The pope said that Christian gratitude grew out of an encounter with Jesus. He observed that in the Gospels those who met Christ often responded with joy and praise.
“The Gospel accounts are filled with prayerful people who are greatly touched by the coming of the Savior. And we too are called to participate in this immense jubilation,” he said.
“The episode of the 10 lepers who are healed also suggests this. Naturally, all of them were happy for having recovered their health, allowing them to end that unending forced quarantine that excluded them from the community.”
“But among them, there was one who experienced an additional joy: in addition to being healed, he rejoices at meeting Jesus. He is not only freed from evil, but he now possesses the certainty of being loved. This is the crux: when you thank someone, give thanks, you express the certainty that you are loved. And this is a huge step: to have the certainty that you are loved. It is the discovery of love as the force that governs the world.”
The pope continued: “Therefore, brothers and sisters, let us seek to remain always in the joy of encountering Jesus. Let us cultivate joyfulness. The devil, instead, after having deluded us — with whatever temptation — always leaves us sad and alone. If we are in Christ, there is no sin and no threat that can ever prevent us from continuing joyfully on our way, together with many other companions on the road.”
The pope urged Catholics to follow the “path to happiness” that St. Paul outlined at the end of his First Epistle to the Thessalonians, saying: “Pray constantly, give thanks in all circumstances; for this is the will of God in Christ Jesus for you. Do not quench the Spirit” (1 Thes 5:17-19).
In his greeting to Polish-speaking Catholics, the pope highlighted the Year of St. Joseph, which began on Dec. 8.
He said: “Dear brothers and sisters, as we approach the end of this year, we do not evaluate it only through the sufferings, difficulties, and limitations caused by the pandemic. We glimpse the good received in each day, as well as the closeness and benevolence of people, the love of our loved ones, and the goodness of all those around us.”
“Let us thank the Lord for every grace received and let us look with confidence and hope to the future, entrusting ourselves to the intercession of St. Joseph, patron saint of the new year. May it be for each of you and for your families a happy year full of divine graces.”

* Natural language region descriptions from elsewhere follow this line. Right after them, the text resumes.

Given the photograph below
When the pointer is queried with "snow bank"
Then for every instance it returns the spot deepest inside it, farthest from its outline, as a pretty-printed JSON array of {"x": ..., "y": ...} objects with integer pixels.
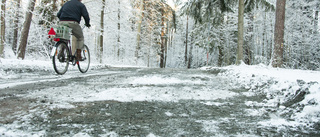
[{"x": 295, "y": 92}]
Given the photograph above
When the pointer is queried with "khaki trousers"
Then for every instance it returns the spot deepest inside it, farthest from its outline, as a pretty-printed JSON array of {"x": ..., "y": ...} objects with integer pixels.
[{"x": 77, "y": 38}]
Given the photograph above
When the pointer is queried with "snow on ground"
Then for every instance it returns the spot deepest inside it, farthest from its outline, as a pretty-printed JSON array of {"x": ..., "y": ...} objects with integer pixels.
[{"x": 282, "y": 87}]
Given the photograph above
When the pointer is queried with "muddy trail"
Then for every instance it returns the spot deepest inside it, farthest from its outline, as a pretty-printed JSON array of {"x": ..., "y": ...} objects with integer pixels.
[{"x": 191, "y": 111}]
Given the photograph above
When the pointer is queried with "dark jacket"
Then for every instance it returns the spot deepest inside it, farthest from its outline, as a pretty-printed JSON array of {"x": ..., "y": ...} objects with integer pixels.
[{"x": 73, "y": 11}]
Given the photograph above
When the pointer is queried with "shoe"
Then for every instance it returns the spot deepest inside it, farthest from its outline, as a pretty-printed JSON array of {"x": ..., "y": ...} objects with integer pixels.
[
  {"x": 79, "y": 58},
  {"x": 61, "y": 55}
]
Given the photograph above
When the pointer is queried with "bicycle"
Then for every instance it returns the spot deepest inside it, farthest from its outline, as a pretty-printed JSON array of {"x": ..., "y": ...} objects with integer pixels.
[{"x": 62, "y": 51}]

At the end of the audience, Pope Francis prayed for the victims of the magnitude 6.4 earthquake that struck Croatia on Dec. 29.
He said: “Yesterday an earthquake caused casualties and extensive damage in Croatia. I express my closeness to the injured and to those affected by the earthquake, and I pray in particular for those who have lost their lives and for their families.”
“I hope that the authorities of the country, with the help of the international community, will soon be able to alleviate the suffering of the dear Croatian people.”